TL;DR: Want to stop bending arms on bars. Need both conditioning and drills I can do on my own to fix this bad habit!

you need to ask the coaches for very specific conditioning for bars. i could post a hundred things here and you wouldn't know what i was talking about. this includes posting up video also but you wouldn't know what your looking at and could hurt yourself.

the problem, though you might be in good shape, is that your body is that of a former swimmer. the strength/weight ratio required in gymnastics/gymnasts is far different from what you currently have/need to perform gymnastics and that of safely performing skills on a bar.

so, please consult the coaches where you attend. they are the best source of info for you.:)
 
All good advice above and definitely the best source is your coach who is there on the spot.

You can also work front support holds on the floor - start at 30 seconds and work up. Make sure your shoulders are directly above your hands and your head is at a natural angle, looking at your hands (eg not tucked right in or stuck out at the front). This should keep you going until you're next in the gym and can ask your coach.
 
she's not going to know what you're talking about ^^^ LOL. :)
 
she's not going to know what you're talking about ^^^ LOL. :)

Actually, just because my family wasn't able to afford gymnastics lessons when I was growing up doesn't mean that I haven't done my research. :) When I dedicate my time and money to something I'm in it 100%. I was trying to find out if the conditioning I've added to my regular dryland workouts is enough to fix this specific problem I've been having, or if there was something extra I could do to help.

I have already been incorporating front support holds into my dryland, working versions with my feet elevated on a stability ball and with my feet on the floor & my hands on a stability ball as well. Glad to know I was already on the right track. Thanks, rd7!
 
Well Dunno has decades of high level coaching experience and your question is impossible to answer when you know as much as he does because it could be so many things.

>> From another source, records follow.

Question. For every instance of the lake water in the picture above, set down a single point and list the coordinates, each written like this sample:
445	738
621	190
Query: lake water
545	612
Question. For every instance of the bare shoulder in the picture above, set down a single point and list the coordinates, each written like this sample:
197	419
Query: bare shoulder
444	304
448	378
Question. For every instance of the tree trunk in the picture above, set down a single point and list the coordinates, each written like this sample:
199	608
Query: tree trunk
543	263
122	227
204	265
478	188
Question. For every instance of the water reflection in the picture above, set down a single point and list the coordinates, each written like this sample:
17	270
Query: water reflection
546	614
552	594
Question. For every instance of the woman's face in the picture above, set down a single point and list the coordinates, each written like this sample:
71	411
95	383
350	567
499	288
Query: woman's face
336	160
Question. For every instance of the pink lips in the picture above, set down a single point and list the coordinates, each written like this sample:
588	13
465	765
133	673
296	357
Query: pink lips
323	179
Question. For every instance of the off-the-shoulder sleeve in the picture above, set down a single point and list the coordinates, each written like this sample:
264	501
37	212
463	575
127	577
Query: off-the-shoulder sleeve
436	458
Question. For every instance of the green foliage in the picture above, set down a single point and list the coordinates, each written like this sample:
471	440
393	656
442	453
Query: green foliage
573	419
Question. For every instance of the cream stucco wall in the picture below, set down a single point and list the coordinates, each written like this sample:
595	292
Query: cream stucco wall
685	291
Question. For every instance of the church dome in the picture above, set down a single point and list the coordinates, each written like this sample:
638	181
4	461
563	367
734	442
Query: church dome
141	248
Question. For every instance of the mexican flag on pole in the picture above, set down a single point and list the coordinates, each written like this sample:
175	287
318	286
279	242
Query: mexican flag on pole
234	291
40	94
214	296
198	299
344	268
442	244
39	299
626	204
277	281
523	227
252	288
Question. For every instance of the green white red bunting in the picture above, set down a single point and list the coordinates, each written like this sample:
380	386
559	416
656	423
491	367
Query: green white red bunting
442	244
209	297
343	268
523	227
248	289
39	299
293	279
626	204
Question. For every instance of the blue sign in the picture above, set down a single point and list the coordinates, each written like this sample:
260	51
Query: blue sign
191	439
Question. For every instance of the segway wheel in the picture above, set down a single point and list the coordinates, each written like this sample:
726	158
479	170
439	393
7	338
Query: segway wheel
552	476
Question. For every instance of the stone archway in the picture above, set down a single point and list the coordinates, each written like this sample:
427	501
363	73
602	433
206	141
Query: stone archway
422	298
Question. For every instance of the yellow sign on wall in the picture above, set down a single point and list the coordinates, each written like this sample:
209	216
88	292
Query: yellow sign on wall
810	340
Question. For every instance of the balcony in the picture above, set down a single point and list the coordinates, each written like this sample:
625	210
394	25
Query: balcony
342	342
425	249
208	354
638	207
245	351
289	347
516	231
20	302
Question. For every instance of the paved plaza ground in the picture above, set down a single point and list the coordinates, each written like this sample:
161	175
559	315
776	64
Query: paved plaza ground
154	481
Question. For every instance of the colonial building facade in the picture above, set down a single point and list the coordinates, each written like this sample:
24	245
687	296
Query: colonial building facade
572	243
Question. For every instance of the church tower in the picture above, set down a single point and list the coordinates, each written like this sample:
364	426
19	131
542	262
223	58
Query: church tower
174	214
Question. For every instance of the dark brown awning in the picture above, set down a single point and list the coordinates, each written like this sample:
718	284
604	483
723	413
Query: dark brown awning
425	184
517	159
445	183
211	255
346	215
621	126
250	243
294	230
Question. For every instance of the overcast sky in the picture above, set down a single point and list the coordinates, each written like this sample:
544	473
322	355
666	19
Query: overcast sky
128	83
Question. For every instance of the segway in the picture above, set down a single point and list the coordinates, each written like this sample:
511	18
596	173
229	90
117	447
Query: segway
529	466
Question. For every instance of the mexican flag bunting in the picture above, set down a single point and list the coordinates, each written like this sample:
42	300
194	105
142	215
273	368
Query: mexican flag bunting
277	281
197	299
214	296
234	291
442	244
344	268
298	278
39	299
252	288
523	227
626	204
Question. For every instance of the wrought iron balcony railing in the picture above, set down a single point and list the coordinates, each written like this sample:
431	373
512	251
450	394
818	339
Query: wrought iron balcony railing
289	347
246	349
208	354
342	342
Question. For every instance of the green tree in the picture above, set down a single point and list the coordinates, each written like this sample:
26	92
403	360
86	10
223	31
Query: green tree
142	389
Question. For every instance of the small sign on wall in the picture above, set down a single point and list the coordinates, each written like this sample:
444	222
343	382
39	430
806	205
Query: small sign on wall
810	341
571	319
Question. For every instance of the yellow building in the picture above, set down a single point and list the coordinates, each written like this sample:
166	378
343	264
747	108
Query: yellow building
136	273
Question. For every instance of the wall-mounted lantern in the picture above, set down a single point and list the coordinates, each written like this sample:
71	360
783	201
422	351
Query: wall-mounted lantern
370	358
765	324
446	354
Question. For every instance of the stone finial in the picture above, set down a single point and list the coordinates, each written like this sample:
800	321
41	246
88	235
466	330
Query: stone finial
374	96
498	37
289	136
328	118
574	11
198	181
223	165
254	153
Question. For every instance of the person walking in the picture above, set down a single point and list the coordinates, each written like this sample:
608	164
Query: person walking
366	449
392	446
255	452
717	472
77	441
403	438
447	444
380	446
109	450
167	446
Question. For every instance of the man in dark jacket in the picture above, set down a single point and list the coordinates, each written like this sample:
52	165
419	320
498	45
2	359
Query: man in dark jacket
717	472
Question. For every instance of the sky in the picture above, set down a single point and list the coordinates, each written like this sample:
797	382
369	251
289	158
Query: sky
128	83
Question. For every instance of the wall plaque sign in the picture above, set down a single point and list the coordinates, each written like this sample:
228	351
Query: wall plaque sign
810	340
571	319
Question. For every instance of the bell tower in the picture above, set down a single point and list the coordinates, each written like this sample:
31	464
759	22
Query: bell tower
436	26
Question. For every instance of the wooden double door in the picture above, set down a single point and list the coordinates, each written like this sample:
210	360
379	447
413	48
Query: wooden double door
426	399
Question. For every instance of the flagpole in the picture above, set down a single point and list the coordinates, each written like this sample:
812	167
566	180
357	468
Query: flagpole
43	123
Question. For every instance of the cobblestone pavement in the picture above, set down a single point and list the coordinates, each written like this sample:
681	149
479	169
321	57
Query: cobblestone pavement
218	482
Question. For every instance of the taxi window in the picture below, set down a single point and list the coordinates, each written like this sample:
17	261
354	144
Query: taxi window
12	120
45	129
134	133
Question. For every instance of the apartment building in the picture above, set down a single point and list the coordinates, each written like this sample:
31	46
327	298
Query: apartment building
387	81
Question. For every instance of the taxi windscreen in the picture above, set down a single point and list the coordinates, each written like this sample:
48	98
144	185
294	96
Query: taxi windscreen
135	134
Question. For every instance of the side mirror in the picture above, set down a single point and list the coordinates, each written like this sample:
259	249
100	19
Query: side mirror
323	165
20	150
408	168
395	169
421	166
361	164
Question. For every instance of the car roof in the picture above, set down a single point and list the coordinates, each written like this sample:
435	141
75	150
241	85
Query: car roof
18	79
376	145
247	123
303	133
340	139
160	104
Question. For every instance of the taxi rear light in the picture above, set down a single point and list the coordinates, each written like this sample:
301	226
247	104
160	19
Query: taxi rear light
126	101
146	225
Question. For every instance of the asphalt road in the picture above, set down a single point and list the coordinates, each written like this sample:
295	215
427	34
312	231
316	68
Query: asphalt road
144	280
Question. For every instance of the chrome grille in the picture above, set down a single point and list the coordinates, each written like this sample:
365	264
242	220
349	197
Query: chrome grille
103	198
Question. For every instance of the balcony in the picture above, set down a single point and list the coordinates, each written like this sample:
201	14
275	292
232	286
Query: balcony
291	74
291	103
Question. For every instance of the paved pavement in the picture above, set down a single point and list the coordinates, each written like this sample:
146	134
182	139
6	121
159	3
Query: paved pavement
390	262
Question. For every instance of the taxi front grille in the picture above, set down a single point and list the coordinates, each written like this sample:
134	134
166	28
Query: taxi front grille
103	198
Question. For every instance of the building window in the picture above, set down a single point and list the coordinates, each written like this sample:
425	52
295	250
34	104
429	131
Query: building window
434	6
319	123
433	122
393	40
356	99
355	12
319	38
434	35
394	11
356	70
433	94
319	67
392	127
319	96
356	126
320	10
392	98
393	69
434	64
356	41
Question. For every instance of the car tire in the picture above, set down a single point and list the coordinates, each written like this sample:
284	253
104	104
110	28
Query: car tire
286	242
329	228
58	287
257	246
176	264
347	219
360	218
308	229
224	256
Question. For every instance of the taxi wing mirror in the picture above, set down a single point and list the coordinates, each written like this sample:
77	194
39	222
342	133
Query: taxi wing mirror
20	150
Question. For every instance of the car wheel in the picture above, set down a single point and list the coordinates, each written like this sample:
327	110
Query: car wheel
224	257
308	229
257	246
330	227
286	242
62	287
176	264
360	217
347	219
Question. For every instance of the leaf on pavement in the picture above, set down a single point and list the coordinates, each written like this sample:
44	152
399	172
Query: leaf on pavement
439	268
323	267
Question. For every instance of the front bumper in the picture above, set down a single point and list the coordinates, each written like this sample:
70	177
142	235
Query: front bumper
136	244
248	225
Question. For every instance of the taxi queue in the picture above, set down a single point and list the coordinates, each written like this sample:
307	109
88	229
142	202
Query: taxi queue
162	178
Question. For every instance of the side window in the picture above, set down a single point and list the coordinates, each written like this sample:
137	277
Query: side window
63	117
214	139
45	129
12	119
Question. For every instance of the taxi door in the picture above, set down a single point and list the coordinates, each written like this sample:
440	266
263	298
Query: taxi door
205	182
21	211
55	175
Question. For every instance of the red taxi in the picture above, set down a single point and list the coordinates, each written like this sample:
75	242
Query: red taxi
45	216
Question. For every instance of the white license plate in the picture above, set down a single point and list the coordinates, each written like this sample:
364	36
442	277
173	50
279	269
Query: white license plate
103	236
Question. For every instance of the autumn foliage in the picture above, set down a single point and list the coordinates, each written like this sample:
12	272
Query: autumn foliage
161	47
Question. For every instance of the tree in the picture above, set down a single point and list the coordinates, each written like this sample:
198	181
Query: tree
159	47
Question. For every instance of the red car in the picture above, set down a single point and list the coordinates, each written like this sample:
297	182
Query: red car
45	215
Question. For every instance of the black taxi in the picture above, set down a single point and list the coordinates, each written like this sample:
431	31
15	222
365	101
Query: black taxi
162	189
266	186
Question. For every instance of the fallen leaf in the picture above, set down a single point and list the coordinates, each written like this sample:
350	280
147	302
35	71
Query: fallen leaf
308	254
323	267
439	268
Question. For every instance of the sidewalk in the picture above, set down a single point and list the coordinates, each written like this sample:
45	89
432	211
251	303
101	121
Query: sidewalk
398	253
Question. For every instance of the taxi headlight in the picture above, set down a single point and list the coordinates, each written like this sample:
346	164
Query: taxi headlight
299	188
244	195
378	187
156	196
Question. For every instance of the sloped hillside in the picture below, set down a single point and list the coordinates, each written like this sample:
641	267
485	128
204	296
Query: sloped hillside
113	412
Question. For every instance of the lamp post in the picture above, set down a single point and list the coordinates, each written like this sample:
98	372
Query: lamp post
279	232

Back in the dark ages when I did my coaching qualification we were taught thumbs over the bar for beginners. Now, at the level I teach at (approx your levels 4/5/6), the newer coaches don't seem to mind either way, probably because you need both eventually, but I have noticed that the girls that bend their arms a lot are the ones with their thumbs wrapped underneath the bar. Something to consider if that's what you're doing (twists the wrists in and the elbows out so arms pretty much have to bend)

Anyway, once you've asked your coach you'll have to come back and let us know what the problem was, good luck with your gym journey.